Der Roman „Kokain“ des Italieners Pitigrilli (Dino Serge), in den zwanziger Jahren ein Skandal, dient Intendant Frank Castorf als Vorlage für seine aktuelle Inszenierung an der Berliner Volksbühne. Werbung gemacht wurde im Vorfeld vor allem für das außergewöhnliche Bühnenbild, das diesmal nicht Bert Neumann entworfen hat, sondern der bildende Künstler Jonathan Meese. Er hat ein angeschrägtes, ein versinkendes Gebäude in Form eines riesigen Eisernen Kreuzes gebaut und die schwarzen Wände über und über mit einer bunten Mischung hochgradig assoziativer Bild- und Textfragmente bedeckt. Der Künstler ist offensichtlich fasziniert von martialisch-totalitaristischen Historien-Vokabeln wie ERZ und KAMPF und POLITBÜRO und hat die ganze Bühne mit kryptischen Sprachgebilden wie ERNTEPRODUKTIONSMELDUNG, ERZKAMERAD, GEILNAZIGOLD oder DR. KREML verziert.

Pitigrillis Roman jedoch bietet keinerlei Vorlage für Meeses geschichtliches Referenzenwirrwar, die Handlung spielt hauptsächlich im Paris der zwanziger Jahre, weit weg sowohl von zukünftiger Nazibarbarei als auch von sozialistischen Wortungeheuern. Pitigrillis Kokainisten sind in den Tag lebende Luxusmenschen mit keinerlei politischem Interesse. Meeses verbale Kraftmeierei wirkt wie ein sehr bemühter Versuch, die Schwere der deutschen Geschichte auf der Bühne abzuladen, wo der Regisseur sie jedoch nicht aufhebt, nicht damit spielt. So gehen Bühnenbild und der Rest der Inszenierung weitgehend aneinander vorbei, die Schauspieler sind immer ein bisschen fehl am Platz in dieser imposant-faszinierenden Videoinstallationsskulptur. Einzig Kathrin Angerer als Maddalena genannt Maud genannt Kokaina kann dem etwas entgegensetzen, die anderen Darsteller (u.a. Hendrik Arnst, Irina Potapenko, Silvia Rieger) werden mehr oder weniger von Meeses Bildermischmaschinerie verschluckt. Wie so oft schert sich der Hausherr der Volksbühne wenig um einen unbelesen nachvollziehbaren Ablauf seines Theaterabends.

Die unweigerliche große Castorf’sche Durchhänger-Viertelstunde kommt diesmal gleich zu Beginn und lässt befürchten, es werde den ganzen Abend so weitergehen: Die Äußerungen der Darsteller sind akustisch fast gänzlich unverständlich, der Text ist offenbar unwichtig, nebenbei läuft laute Musik.
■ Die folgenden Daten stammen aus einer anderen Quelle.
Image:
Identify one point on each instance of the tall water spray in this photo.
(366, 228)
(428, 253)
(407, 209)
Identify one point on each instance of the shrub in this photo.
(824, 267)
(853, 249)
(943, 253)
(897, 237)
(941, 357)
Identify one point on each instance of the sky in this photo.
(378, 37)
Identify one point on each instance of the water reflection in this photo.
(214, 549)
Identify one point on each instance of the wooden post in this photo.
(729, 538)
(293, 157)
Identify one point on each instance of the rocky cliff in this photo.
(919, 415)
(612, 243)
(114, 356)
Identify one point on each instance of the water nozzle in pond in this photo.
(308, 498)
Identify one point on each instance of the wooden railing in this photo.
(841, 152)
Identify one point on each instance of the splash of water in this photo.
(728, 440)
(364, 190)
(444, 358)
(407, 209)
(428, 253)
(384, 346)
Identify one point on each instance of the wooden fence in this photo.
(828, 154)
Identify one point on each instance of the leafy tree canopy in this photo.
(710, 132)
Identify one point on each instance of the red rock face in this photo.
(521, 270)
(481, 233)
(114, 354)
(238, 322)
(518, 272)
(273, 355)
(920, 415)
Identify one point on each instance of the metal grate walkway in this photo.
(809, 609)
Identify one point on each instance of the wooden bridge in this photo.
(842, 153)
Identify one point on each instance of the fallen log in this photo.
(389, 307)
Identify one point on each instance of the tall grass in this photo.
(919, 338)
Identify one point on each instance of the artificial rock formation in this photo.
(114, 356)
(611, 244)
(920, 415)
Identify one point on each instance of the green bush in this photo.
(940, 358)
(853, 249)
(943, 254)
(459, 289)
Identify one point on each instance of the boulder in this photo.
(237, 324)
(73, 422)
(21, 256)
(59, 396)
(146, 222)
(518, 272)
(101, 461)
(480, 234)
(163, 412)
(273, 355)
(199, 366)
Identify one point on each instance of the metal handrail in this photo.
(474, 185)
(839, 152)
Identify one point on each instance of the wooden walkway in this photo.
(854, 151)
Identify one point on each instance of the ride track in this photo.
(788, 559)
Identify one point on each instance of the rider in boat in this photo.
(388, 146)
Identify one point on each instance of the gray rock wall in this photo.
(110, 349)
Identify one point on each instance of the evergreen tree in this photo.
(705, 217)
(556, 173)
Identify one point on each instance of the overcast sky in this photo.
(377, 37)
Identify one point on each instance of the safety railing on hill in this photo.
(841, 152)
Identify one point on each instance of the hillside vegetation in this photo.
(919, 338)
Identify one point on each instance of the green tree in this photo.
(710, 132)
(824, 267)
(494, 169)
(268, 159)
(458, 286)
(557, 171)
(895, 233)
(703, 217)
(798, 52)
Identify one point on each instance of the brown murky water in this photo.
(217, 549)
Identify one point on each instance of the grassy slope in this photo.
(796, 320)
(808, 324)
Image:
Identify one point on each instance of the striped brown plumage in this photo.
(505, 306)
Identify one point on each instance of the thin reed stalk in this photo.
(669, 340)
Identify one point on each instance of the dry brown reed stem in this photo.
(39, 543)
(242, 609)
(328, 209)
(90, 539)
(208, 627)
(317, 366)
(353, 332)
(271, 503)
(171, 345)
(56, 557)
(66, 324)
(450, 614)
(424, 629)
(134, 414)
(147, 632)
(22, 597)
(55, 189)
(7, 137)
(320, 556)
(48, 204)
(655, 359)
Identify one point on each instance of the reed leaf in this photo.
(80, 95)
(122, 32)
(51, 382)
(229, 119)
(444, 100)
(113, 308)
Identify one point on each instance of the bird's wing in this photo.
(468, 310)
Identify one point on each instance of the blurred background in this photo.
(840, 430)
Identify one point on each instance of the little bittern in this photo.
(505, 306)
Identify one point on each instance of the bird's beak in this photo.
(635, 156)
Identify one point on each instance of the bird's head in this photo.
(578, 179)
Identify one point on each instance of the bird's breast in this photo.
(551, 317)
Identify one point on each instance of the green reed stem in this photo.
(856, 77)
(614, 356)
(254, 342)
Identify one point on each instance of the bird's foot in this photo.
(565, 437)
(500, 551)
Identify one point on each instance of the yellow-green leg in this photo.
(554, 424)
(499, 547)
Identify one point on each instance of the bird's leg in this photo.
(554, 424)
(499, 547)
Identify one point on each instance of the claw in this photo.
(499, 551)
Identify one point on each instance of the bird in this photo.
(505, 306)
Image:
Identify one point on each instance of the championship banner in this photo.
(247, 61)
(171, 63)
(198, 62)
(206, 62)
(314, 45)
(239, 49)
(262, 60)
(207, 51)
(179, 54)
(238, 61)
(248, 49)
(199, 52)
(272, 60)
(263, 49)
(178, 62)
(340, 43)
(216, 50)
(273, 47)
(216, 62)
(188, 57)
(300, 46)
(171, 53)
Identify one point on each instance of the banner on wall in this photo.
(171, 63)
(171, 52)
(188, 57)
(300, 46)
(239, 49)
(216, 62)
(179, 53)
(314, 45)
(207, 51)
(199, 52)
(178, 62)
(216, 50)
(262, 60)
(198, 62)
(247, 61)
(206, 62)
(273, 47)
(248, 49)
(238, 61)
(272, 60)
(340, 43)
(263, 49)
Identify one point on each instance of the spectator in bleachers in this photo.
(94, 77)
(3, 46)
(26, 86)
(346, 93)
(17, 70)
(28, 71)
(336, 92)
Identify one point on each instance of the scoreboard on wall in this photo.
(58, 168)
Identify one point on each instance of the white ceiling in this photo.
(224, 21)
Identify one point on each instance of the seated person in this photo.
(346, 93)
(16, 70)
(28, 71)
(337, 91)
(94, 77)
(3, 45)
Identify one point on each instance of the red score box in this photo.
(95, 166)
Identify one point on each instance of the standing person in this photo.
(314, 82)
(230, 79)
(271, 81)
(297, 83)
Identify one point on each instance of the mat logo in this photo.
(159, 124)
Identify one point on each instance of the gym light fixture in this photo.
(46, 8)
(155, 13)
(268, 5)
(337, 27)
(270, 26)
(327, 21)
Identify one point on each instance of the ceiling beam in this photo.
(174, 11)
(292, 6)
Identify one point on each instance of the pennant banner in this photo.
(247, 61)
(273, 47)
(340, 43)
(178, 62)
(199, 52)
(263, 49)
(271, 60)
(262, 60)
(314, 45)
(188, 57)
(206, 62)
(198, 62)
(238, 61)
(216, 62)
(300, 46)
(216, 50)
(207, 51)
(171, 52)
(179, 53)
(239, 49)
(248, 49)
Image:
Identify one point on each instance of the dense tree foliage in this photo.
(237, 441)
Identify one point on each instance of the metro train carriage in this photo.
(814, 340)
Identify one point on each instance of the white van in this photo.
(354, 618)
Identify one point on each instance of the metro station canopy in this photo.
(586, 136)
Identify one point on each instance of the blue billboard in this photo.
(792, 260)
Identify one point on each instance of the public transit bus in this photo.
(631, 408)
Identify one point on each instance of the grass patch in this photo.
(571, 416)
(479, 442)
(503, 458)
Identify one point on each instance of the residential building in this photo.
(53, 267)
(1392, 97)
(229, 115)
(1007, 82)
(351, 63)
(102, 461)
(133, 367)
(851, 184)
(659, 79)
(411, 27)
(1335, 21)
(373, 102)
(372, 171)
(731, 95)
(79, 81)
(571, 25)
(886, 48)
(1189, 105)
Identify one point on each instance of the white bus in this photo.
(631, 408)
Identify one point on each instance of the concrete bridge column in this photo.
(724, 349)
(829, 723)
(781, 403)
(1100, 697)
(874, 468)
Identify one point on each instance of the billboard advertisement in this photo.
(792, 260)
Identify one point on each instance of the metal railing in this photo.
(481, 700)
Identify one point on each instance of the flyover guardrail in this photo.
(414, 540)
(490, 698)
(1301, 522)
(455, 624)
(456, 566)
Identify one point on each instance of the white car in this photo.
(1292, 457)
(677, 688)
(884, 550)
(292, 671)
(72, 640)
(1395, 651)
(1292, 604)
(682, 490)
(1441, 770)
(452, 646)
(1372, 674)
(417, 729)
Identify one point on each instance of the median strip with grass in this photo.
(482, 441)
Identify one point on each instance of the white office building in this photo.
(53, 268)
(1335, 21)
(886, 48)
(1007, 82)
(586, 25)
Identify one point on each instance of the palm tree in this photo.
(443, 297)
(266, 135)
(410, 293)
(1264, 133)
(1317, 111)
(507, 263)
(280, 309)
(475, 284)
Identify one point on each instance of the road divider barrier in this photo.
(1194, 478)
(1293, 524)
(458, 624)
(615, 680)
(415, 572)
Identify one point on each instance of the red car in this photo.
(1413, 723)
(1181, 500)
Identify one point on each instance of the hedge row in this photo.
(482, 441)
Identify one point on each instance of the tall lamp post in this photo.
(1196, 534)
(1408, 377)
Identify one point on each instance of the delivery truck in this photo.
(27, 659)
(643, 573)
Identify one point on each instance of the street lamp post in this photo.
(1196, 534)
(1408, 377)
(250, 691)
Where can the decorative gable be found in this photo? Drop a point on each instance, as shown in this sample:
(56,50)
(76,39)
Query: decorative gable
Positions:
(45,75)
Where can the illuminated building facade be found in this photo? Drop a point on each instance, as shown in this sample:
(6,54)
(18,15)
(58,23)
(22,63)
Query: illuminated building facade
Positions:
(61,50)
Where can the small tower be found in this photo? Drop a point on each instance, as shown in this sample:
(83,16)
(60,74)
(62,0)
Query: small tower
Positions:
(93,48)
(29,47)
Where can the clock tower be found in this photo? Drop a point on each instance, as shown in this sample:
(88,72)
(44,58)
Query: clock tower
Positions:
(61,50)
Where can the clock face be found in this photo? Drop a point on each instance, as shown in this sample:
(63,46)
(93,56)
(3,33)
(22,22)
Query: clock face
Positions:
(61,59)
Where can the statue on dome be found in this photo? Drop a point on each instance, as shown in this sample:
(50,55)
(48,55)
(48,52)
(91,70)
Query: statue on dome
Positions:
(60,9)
Interessant ist dabei vor allem, die Atmosphäre im Publikum aufzunehmen; die sich steigernde negative Anspannung ist tatsächlich spürbar, und Castorf lässt die Publikumsverärgerung im letzten Moment abrechen, kurz bevor das Parkett ex- oder implodiert.

Dann ordnet sich alles ein bisschen, die Konturen der Handlung kommen zum Vorschein. Vom eigentlich sehr dankbaren Originaltext bleibt zwar nicht viel übrig, aber die Geschichte wird sichtbar. Da ist Titos ständiger Wechsel zwischen beiden Geliebten - während Angerer die Maud sehr schön als im Schnelldurchlauf querfickende Schlampe darstellt, bleibt die verruchte Kalantan (Jeanette Spassova) eher blass. In einer Szene wird eindrücklich Titos journalistischer Alltag gezeigt und schließlich folgt sein kurioser Selbstmord: Der Gelangweilte trinkt Thyphusbakterien, die sich Marc Hosemanns Tito als glibberige Gelantinemischung aus einem Eimer ins Gesicht kippt. Nun wird der Kranke behandelt, nur leider nicht auf Thyphus - die Regie lässt ihn eindrucksvoll von Alexander Scheer (als Titos Freund Nocera) und Kathrin Angerer zu Tode kurieren.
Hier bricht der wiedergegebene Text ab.